Reputation: 11
I am trying to write this EBCDIC string(ÑkÀ*) to a file. I want to save the exact string in the file but whenever i try saving it, it adds extra characters to the file and the byte count is 6 bytes(2 hidden characters added) instead of 4 bytes(ÑkÀ*).
Note: i have 6992645 which was converted to hex(6992645C) and later to EBCDIC(ÑkÀ*) so I can send it to mainframe. I need the exact EBCDIC string(ÑkÀ*) in the file so IBM mainframe can read it and convert it to hex as 6992645C.
def encode_ebcdic(input_str):
# taking of COMP-3 Identifier and removing the 0 that makes it even
if 'F' in input_str:
input_str = input_str.replace('F', '')
if '0C' in input_str:
input_str = input_str.replace('0C', 'C')
print("Hex:", input_str)
# Convert the hex string to bytes
input_bytes = bytes.fromhex(input_str)
# Decode the bytes using EBCDIC encoding
ebcdic_str = input_bytes.decode('cp037')
# Return the decoded string
return ebcdic_str
def write_to_file(output_str):
with open('output.txt', 'w') as f:
# Write output to the file
f.write(output_str)
input_string = "F69926450C"
Upvotes: 1
Views: 396
Reputation: 54733
What you are doing is converting the hex value to EBCDIC bytes, then converting the EBCDIC back to Unicode, then writing the Unicode to file, wherein it gets converted to UTF-8.

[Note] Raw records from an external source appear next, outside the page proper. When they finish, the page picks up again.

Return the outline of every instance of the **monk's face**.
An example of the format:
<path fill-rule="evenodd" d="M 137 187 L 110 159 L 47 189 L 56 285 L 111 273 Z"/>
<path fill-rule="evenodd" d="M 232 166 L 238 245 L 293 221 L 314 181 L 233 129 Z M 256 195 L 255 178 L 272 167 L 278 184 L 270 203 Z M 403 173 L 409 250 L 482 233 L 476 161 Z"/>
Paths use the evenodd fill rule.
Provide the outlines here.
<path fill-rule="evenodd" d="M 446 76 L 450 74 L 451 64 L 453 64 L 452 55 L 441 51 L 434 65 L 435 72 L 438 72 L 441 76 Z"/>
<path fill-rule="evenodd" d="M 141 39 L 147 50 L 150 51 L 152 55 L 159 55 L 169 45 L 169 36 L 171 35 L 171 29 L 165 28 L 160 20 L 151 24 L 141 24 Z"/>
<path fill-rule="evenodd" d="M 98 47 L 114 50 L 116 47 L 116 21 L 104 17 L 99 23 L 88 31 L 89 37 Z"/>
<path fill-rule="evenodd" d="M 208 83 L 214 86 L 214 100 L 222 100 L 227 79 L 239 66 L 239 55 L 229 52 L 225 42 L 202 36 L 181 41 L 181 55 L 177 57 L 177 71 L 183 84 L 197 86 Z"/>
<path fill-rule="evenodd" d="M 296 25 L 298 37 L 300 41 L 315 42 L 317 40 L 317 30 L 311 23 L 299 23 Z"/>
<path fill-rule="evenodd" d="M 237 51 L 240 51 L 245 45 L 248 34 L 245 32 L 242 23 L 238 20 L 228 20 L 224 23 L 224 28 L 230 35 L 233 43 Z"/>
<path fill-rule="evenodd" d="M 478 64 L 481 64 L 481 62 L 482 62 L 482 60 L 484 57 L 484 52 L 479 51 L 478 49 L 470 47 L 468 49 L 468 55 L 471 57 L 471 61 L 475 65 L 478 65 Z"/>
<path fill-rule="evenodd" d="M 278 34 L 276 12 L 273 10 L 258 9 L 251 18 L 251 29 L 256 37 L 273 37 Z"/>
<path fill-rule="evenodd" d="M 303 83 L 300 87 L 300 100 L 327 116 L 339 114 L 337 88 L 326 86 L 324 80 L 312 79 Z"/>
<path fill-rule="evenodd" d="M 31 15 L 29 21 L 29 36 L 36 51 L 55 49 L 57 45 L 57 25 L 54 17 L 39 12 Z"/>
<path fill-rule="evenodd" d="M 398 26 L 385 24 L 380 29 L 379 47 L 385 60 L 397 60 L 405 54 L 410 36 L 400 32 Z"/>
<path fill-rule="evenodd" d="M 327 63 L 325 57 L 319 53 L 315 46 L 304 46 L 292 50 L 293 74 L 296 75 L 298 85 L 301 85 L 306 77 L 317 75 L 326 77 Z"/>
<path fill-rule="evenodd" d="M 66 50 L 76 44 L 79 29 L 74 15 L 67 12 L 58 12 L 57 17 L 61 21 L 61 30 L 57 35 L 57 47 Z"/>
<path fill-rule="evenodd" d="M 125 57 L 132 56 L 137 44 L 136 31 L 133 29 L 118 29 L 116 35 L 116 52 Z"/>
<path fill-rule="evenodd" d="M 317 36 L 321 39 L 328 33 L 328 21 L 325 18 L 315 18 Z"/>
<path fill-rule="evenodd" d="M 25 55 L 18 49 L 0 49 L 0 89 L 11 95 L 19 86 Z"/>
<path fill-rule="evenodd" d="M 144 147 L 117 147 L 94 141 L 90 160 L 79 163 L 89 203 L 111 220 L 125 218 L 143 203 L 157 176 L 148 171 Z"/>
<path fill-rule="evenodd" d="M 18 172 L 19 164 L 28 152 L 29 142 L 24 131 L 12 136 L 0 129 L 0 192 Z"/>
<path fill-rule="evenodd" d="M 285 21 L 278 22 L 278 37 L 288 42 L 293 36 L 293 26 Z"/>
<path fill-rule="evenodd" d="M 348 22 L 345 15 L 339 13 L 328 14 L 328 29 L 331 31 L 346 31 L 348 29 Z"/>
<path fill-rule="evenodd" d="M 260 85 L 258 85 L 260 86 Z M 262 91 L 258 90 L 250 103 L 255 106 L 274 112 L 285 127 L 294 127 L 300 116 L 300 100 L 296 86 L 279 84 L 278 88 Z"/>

You should not worry about EBCDIC here at all. All you need is to write hex bytes to a file. It's up to the reader to interpret them. So, just convert the hex to bytes, and write the bytes to a BINARY file (mode 'wb'):
def encode_ebcdic(input_str):
# taking of COMP-3 Identifier and removing the 0 that makes it even
if 'F' in input_str:
input_str = input_str.replace('F', '')
if '0C' in input_str:
input_str = input_str.replace('0C', 'C')
print("Hex:", input_str)
return bytes.fromhex(input_str)
def write_to_file(output_str):
with open('output.txt', 'wb') as f:
# Write output to the file
f.write(output_str)
input_string = "F69926450C"
write_to_file(encode_ebcdic(input_string))
Output:
timr@Tims-NUC:~/src$ hexdump -C output.txt
00000000 69 92 64 5c |i.d\|
00000004
Naturally, you will not see "ÑkÀ*" in the output file, because your terminal (and mine) doesn't speak EBCDIC. 0x69 is only Ñ if the terminal is EBCDIC. With our ASCII terminals, 0x69 is "i".
Upvotes: 2